In summary, we present evidence that spontaneous resolution of chlamydia in humans in common, and confirm findings by others1,3 that resolution occurs in a time-dependent fashion. A great dilemma in understanding the natural history of genital chlamydial infections is understanding what factors contribute to resolution of infection. Mechanisms of spontanteous resolution are of great importance for efforts to develop chlamydial vaccines, providing opportunities to understand what elements of the human host immune response or chlamydial biology contribute to resolution of chlamydial infection.
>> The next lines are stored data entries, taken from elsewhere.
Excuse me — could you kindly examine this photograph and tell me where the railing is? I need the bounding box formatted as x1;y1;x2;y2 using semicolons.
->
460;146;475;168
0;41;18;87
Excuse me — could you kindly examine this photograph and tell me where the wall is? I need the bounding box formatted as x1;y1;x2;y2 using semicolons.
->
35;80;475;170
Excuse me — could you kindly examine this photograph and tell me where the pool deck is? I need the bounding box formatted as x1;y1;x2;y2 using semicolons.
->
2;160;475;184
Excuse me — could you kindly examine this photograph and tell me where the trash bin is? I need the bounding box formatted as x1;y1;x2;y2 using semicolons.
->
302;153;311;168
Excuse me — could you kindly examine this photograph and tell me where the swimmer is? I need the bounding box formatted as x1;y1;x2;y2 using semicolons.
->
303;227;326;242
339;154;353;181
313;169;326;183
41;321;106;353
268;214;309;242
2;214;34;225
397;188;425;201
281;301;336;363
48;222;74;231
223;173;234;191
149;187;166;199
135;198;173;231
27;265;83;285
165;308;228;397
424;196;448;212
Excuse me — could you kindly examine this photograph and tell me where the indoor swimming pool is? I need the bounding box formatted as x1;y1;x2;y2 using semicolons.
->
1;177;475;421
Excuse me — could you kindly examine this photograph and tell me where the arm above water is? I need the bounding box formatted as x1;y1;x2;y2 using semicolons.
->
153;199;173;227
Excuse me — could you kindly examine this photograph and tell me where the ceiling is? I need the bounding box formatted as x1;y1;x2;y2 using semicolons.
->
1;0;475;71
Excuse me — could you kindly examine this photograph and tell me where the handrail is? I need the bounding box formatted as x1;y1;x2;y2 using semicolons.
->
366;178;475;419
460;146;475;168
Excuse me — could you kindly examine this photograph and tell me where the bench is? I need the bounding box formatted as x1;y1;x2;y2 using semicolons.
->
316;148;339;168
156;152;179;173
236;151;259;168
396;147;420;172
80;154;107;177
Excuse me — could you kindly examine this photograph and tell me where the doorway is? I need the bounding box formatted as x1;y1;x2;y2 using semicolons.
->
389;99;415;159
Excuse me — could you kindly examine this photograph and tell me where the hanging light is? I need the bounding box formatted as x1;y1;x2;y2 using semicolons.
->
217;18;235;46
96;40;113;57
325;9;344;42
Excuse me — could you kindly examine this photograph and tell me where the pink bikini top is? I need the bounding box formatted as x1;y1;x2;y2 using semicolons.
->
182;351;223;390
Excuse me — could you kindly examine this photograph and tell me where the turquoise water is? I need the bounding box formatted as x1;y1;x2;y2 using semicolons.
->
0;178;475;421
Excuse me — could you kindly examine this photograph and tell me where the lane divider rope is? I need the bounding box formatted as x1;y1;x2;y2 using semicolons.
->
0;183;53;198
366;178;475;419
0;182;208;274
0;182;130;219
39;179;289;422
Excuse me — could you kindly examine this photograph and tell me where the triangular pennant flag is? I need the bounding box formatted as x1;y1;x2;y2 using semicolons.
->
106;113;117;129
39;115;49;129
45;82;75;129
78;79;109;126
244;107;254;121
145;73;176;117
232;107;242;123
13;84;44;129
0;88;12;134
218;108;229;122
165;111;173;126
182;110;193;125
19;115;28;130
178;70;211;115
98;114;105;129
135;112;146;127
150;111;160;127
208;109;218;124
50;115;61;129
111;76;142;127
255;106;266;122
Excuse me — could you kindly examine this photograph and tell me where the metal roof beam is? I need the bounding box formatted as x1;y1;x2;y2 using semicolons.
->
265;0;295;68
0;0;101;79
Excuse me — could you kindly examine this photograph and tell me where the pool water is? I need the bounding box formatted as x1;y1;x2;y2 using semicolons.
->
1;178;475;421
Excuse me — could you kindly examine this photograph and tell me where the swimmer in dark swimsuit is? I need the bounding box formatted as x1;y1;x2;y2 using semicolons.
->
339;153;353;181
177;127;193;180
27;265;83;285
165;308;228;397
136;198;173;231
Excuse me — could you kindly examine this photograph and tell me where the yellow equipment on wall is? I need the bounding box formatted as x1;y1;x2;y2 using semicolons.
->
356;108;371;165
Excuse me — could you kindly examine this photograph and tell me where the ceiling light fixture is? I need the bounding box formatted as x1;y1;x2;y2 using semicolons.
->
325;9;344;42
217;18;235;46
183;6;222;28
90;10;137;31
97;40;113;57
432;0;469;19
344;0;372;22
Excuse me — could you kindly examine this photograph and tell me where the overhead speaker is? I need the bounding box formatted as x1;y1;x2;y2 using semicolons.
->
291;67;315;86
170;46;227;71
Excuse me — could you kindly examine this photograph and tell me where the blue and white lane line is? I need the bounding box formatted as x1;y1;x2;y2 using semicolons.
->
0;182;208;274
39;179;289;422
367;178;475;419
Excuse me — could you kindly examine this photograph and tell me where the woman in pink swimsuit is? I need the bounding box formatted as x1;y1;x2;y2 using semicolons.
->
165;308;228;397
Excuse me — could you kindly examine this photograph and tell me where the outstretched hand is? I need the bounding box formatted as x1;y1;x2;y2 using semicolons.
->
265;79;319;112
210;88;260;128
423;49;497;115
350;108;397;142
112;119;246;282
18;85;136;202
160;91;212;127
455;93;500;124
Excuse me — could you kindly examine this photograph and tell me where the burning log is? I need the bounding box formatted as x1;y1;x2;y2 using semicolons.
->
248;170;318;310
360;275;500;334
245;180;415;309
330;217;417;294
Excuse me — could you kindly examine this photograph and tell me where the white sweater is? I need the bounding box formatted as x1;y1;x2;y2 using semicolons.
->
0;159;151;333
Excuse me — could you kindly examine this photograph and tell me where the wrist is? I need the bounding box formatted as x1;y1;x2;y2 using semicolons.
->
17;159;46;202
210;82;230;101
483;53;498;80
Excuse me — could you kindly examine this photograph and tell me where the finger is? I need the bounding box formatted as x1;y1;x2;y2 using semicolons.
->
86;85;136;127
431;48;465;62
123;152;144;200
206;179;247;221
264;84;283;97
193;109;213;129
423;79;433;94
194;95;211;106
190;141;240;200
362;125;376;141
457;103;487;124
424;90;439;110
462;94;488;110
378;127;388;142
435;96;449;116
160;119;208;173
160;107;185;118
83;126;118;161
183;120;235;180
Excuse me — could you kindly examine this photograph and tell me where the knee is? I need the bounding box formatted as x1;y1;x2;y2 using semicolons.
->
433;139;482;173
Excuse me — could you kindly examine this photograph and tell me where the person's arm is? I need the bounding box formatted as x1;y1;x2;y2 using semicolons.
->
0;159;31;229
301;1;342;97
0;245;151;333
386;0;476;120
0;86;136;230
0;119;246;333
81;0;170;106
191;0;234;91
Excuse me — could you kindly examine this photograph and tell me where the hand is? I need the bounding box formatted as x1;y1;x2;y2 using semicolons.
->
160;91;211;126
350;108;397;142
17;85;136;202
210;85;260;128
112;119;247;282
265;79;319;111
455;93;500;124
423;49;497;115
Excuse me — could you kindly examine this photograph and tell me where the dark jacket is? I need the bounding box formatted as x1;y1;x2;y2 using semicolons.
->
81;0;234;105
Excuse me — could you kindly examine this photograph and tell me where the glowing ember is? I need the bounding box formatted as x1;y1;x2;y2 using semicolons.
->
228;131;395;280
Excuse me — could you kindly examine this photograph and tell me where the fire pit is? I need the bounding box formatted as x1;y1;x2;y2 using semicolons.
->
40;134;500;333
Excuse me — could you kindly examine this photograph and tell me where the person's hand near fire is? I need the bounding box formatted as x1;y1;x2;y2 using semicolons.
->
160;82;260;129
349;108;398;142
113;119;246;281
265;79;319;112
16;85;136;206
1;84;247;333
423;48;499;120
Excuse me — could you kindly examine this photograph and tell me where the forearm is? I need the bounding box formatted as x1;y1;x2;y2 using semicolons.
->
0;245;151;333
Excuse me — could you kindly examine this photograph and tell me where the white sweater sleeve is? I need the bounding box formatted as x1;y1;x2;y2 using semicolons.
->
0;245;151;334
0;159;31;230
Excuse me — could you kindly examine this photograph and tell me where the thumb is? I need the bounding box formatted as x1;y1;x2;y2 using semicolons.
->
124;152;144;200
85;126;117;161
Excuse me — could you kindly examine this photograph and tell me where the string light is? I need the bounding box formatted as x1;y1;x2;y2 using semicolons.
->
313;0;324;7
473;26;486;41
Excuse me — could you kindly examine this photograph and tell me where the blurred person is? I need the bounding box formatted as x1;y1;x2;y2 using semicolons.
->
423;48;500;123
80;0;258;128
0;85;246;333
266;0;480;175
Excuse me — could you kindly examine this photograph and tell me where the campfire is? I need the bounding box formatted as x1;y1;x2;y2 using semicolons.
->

We are collecting serum and genital specimens to further address the mechanisms of chlamydial resolution in our future studies. A very important take-home point from our current findings is the importance of subjects receiving chlamydia treatment promptly, not only to avert chlamydia complications but also to limit chlamydia transmission to other susceptible individuals. Further studies addressing ways to achieve timely treatment, whether through reduction of turn-around-time or use of strategies such as point of care tests are warranted.